愛知工大・中村優斗投手はヤクルトから1位で単独入札され、全選手の中で最も早く交渉球団が確定。周囲で見守っていたチームメートからは大歓声が沸き起こった。

 「ドラフト1位っていうのを目標に大学4年間やってきたので、(チームメートの)歓声を聞いたと同時に、自分の頑張ってきたかいというか、達成感っていうのは少しありました」

 元々はプロ野球選手ではなく、公務員志望だった。高校野球では無名校の諫早農(長崎)に進学。しかし、そんな無名右腕の投球が1991年にロッテで首位打者を獲得した愛知工大・平井光親監督の目に留まった。何度も長崎まで足を運んでくれて「大学でプロを目指そう」と口説かれた。そして夢は公務員からプロ野球選手へ切り替わった。

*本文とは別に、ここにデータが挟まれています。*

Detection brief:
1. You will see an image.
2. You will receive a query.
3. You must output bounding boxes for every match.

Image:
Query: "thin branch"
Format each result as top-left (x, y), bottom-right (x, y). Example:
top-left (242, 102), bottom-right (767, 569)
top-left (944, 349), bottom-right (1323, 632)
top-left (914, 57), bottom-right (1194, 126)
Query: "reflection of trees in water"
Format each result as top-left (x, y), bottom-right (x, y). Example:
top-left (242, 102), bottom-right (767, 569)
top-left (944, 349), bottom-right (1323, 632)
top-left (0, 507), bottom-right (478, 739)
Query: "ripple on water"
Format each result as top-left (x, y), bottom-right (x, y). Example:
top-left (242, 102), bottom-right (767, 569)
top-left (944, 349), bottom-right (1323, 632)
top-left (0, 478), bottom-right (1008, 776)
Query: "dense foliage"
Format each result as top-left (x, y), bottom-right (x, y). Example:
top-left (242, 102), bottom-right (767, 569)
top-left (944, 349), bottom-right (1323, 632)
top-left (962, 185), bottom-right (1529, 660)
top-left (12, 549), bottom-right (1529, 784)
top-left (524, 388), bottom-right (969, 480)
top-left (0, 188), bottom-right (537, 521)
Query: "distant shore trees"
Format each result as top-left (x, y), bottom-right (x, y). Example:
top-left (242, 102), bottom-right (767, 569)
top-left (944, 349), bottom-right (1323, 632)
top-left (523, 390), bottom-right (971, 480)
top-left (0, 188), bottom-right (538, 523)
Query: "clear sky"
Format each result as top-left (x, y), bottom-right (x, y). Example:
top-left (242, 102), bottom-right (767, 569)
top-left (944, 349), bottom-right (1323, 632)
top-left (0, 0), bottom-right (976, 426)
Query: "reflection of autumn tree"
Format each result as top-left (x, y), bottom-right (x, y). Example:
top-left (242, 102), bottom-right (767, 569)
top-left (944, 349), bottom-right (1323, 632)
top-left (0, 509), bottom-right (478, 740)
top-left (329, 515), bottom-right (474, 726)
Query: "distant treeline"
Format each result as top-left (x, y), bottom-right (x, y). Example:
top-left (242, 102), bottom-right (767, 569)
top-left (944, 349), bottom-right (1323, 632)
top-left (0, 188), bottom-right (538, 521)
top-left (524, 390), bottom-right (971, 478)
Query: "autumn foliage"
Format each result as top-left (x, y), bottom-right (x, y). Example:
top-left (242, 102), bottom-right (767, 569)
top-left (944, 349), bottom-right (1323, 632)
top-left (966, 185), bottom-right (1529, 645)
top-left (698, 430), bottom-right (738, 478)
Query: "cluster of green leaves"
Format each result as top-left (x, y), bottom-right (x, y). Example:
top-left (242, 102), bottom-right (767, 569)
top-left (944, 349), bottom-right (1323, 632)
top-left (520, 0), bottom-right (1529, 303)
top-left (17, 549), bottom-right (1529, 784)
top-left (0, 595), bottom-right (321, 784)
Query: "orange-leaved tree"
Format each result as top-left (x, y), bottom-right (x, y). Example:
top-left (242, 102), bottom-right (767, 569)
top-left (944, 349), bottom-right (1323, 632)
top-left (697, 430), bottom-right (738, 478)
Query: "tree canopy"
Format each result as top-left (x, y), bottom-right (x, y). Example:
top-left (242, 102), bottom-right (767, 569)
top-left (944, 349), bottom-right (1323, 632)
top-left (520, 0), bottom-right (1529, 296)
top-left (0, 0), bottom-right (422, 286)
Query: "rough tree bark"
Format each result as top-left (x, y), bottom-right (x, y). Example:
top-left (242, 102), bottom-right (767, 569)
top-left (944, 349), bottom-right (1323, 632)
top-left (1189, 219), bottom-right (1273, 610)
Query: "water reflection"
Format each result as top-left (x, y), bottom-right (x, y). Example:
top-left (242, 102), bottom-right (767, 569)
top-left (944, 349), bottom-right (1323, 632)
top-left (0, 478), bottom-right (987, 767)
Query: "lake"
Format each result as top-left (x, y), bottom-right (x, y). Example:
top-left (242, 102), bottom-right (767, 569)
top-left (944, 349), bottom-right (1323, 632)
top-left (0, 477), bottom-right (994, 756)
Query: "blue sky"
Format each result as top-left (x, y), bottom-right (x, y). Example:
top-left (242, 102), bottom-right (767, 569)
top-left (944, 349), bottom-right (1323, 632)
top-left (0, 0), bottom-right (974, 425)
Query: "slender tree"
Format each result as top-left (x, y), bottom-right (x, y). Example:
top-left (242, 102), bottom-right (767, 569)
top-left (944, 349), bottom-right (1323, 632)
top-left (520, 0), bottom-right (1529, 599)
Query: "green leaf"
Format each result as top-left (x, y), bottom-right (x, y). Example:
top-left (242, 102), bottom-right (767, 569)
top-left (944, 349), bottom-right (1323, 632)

 「高校の時は現実的な夢ということで公務員を志望してたんですけど、平井監督から誘っていただいて、野球をやろうっていう気持ちになったので、今はもう平井監督に感謝しかないです」

 高校時代にはやっていなかったウエートトレーニングに取り組むことで球速がぐんぐん上昇。入学時の最速145キロが、1年秋には150キロに到達した。3年春から3季連続でリーグ戦の最多奪三振をマークするまでに成長。今年3月には欧州代表との強化試合で侍ジャパンのトップチームに招集され、1回無失点で継投完全試合の一員となった。リーグ戦最終戦となった10月21日の東海学園大戦では、自己最速を1キロ更新し160キロの大台に到達するなど、成長力は底知れない。

 「このチームメイトと4年間やって、ドラフトで選ばれてみんな喜んでくれた。自分自身、頑張って良かったなと思います。プロに入ることが目標じゃなくて、プロで活躍することが目標なので、そこだけはぶらさずに、頑張っていきたい」

 愛知工大での4年間、大学野球の聖地・神宮球場でプレーすることはかなわなかった。来年からはその神宮が本拠地となる。

 「神宮球場で戦うことを目標に大学4年間やってきて、一度もできなかったんですけど、みんなの思いも背負って、自分が神宮球場で結果を残したいなと思います」

 侍ジャパンでともにプレーした関大・金丸夢斗の存在も意識している。

 「金丸が大学生のピッチャーの中で一番いいっていう認識はしてる。いつかプロの世界で金丸を追い越したいというか、金丸より活躍したいって思います」

 目標を誓い、真っすぐ前を見すえる視線は力強かった。